In an old bathtub, plastic buckets, a tin can and other containers of all shapes and sizes foraged from the debris left by nearly a year of war, Mohammed Qomssan and his family grow the vegetables that are now a rare luxury in Gaza.
Their aubergines, jute, rocket and peppers are unlikely signs of green plant life in the Jabaliya refugee camp – a once-bustling neighbourhood reduced to a landscape of concrete rubble and cratered roads by two Israeli Defense Force (IDF) ground operations.
Qomssan’s family started their horticultural efforts after returning in mid-June from their second time being displaced by attacks to find only two habitable rooms left in their house.
“When we returned, I had such a strange feeling – I can’t describe it.

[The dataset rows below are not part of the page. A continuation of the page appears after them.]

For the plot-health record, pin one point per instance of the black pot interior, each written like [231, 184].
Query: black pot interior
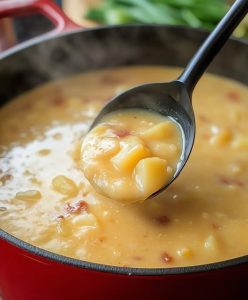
[109, 47]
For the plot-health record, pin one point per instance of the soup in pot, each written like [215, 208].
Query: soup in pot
[45, 199]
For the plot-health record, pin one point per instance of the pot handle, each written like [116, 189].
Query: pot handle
[48, 8]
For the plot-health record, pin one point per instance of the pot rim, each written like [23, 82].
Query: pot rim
[96, 266]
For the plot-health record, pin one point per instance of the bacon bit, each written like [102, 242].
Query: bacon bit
[122, 133]
[102, 239]
[59, 101]
[206, 136]
[107, 79]
[27, 106]
[59, 218]
[78, 208]
[231, 181]
[6, 178]
[203, 118]
[136, 257]
[162, 220]
[14, 129]
[233, 96]
[215, 226]
[166, 257]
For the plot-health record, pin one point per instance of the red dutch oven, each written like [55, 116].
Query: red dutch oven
[30, 273]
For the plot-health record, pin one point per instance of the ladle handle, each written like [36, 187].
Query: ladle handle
[211, 46]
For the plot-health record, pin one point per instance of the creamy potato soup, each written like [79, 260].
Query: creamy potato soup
[132, 154]
[46, 201]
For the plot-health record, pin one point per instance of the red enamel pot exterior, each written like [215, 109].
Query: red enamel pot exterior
[29, 273]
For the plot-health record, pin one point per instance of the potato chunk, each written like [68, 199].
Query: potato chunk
[166, 151]
[160, 131]
[131, 154]
[30, 195]
[151, 174]
[133, 150]
[65, 186]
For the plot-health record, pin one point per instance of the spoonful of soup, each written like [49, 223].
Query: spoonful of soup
[142, 139]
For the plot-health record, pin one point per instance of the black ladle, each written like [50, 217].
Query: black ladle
[174, 98]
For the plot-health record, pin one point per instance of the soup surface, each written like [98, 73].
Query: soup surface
[46, 200]
[131, 154]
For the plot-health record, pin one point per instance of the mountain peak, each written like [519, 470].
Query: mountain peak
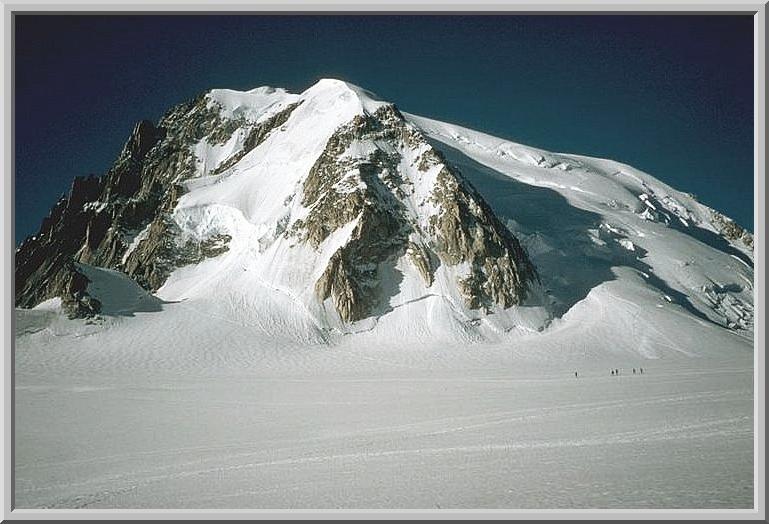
[333, 211]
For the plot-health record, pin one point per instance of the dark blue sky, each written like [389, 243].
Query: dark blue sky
[671, 95]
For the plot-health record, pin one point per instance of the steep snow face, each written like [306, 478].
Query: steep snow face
[315, 216]
[347, 211]
[589, 223]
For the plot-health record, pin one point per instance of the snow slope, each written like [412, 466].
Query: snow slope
[232, 387]
[603, 236]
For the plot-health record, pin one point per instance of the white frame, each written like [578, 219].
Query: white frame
[396, 6]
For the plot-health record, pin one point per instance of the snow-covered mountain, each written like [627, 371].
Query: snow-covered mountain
[330, 215]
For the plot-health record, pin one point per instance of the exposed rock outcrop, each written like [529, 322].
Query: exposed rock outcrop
[371, 192]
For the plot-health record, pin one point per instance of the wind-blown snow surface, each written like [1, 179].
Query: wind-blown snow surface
[230, 389]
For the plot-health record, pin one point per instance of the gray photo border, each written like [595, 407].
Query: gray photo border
[12, 7]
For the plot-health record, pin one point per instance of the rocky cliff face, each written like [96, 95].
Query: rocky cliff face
[377, 180]
[374, 192]
[122, 219]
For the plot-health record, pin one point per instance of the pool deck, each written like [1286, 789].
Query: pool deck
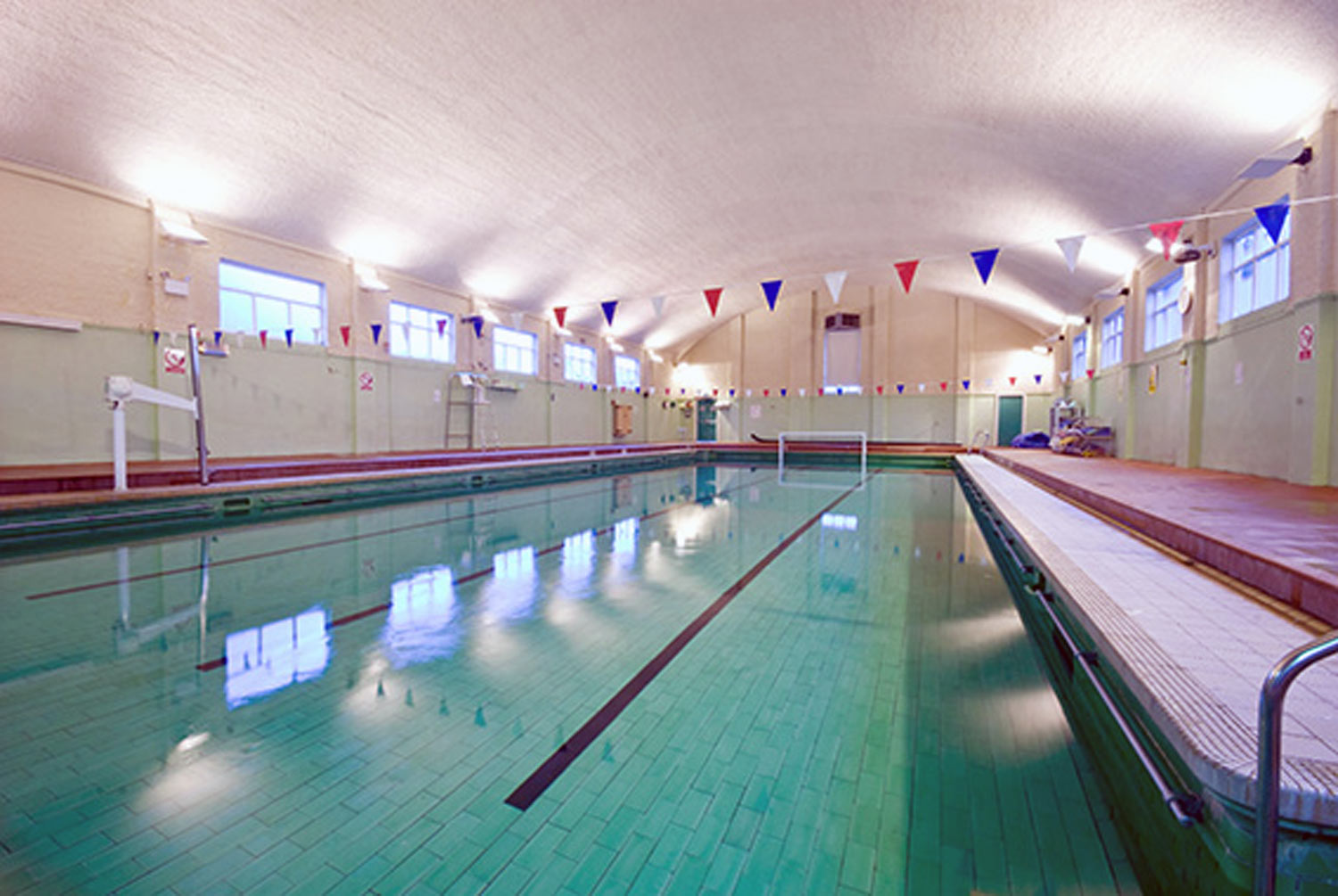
[1268, 534]
[1193, 647]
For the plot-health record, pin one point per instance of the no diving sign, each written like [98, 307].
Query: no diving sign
[1305, 341]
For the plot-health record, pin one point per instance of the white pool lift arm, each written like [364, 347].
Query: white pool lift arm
[122, 390]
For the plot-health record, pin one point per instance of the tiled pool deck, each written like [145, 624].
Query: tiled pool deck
[1193, 649]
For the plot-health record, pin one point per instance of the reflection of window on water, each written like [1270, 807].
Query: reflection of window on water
[422, 622]
[578, 558]
[510, 594]
[260, 661]
[625, 537]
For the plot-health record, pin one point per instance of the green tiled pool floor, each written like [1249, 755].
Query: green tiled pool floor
[864, 717]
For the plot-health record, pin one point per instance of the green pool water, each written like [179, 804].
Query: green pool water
[344, 703]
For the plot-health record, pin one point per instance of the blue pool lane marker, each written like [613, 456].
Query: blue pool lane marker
[542, 777]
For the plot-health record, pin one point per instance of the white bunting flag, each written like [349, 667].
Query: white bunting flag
[1070, 246]
[835, 281]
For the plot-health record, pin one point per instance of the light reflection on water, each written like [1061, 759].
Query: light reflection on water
[270, 657]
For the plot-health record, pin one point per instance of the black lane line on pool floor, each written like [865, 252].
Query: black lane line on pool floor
[542, 777]
[310, 546]
[211, 665]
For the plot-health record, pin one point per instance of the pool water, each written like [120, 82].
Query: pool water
[709, 681]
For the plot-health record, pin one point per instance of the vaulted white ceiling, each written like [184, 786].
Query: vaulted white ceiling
[566, 152]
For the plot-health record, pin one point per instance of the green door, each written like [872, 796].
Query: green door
[706, 419]
[1011, 417]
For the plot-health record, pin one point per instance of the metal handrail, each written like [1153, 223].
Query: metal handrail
[1185, 807]
[1271, 695]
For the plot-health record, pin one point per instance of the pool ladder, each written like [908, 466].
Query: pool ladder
[1271, 697]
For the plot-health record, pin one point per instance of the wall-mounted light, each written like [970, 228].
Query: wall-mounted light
[368, 278]
[177, 225]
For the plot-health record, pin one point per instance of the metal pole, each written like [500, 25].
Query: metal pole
[118, 447]
[1271, 695]
[201, 447]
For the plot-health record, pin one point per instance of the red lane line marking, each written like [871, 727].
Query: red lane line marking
[470, 577]
[281, 551]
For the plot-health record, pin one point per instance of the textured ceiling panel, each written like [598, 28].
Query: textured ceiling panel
[550, 154]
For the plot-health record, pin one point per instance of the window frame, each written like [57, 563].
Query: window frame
[589, 358]
[508, 342]
[1276, 256]
[403, 347]
[620, 363]
[1112, 339]
[1160, 304]
[1078, 355]
[300, 332]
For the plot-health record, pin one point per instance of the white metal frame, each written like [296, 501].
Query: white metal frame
[813, 435]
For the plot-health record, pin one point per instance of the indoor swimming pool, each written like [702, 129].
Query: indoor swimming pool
[690, 679]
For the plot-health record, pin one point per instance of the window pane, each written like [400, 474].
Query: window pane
[270, 315]
[307, 323]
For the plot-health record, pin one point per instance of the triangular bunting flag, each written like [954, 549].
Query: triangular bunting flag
[835, 280]
[1167, 233]
[1271, 218]
[714, 299]
[985, 259]
[906, 270]
[1070, 246]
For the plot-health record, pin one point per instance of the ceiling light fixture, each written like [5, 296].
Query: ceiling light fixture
[368, 278]
[177, 225]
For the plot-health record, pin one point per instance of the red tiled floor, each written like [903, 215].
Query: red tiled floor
[1273, 535]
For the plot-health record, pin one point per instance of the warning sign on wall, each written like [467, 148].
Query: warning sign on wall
[1305, 341]
[174, 360]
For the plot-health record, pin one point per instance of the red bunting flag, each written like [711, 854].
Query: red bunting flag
[906, 270]
[714, 299]
[1167, 233]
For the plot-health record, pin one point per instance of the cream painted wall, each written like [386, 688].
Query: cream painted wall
[1236, 396]
[72, 253]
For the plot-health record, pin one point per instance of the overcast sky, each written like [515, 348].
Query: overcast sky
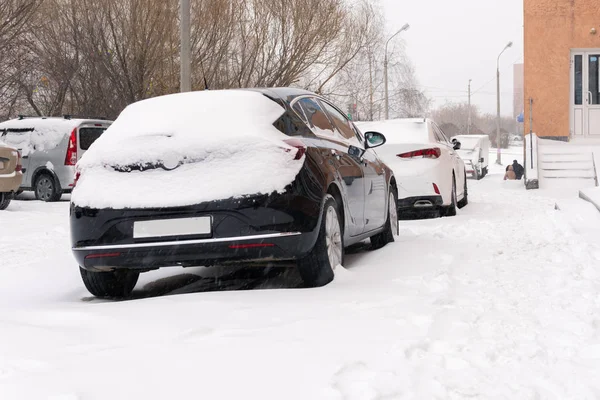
[452, 41]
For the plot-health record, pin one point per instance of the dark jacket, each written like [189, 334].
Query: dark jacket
[519, 170]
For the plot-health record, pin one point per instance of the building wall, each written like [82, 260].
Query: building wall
[518, 90]
[552, 28]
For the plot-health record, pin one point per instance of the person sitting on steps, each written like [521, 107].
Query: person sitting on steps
[510, 174]
[518, 169]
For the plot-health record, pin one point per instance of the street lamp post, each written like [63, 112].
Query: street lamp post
[185, 55]
[385, 68]
[498, 139]
[469, 110]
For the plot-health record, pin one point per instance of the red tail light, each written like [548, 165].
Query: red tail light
[298, 144]
[77, 175]
[71, 157]
[19, 166]
[425, 153]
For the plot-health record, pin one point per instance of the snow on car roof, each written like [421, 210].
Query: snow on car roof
[224, 141]
[398, 131]
[190, 121]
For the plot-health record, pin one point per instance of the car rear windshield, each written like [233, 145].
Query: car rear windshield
[87, 136]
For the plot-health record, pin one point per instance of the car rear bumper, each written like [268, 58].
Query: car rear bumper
[10, 182]
[420, 203]
[252, 249]
[258, 228]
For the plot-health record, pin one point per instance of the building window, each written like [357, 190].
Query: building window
[594, 71]
[578, 80]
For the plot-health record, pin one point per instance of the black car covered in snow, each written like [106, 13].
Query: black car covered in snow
[208, 178]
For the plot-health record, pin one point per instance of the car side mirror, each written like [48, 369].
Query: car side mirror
[356, 152]
[374, 139]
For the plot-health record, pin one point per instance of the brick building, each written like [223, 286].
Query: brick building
[562, 67]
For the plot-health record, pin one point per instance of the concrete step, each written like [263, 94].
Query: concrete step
[566, 165]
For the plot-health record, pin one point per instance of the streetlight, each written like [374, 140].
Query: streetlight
[469, 110]
[385, 65]
[185, 55]
[498, 139]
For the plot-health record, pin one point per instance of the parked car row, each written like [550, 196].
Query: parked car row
[252, 176]
[50, 148]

The house we had lived in for 25 years. I was so upset and just sat there. All our memories were gone, all our belongings gone,” he says.
Few of their old neighbours have come back to Jabaliya, having fled to southern Gaza after Israel ordered an evacuation in northern Gaza early in the war. The threat of new Israeli operations means others shuttle between the camp and other parts of Gaza City.
But the Qomssan family decided to re-root themselves in their broken home, clearing out some of the rubble and stretching out a sheet of tarpaulin to create a makeshift living room with an attached garden to cultivate.
“You have to remember I live in the north of Gaza. Fruits, vegetables and many of the goods that you can find in the south of Gaza are restricted here,” he says.
“There’s severe malnutrition here – the food we eat has no nutritional value. We depend completely on canned food. For a while there was no flour but after a while the occupation allowed the entry of food – it’s all canned food: fava beans, chickpeas, canned meat.”
The markets in Gaza are sparsely stocked and food aid comes sporadically. After a period when there was almost nothing available, fears grew in March that northern Gaza faced imminent famine.
Conditions have improved slightly since then, with the last report in June by the UN-backed food security assessment saying that increased access for food deliveries to the north had eased the situation but concern remained about widespread hunger.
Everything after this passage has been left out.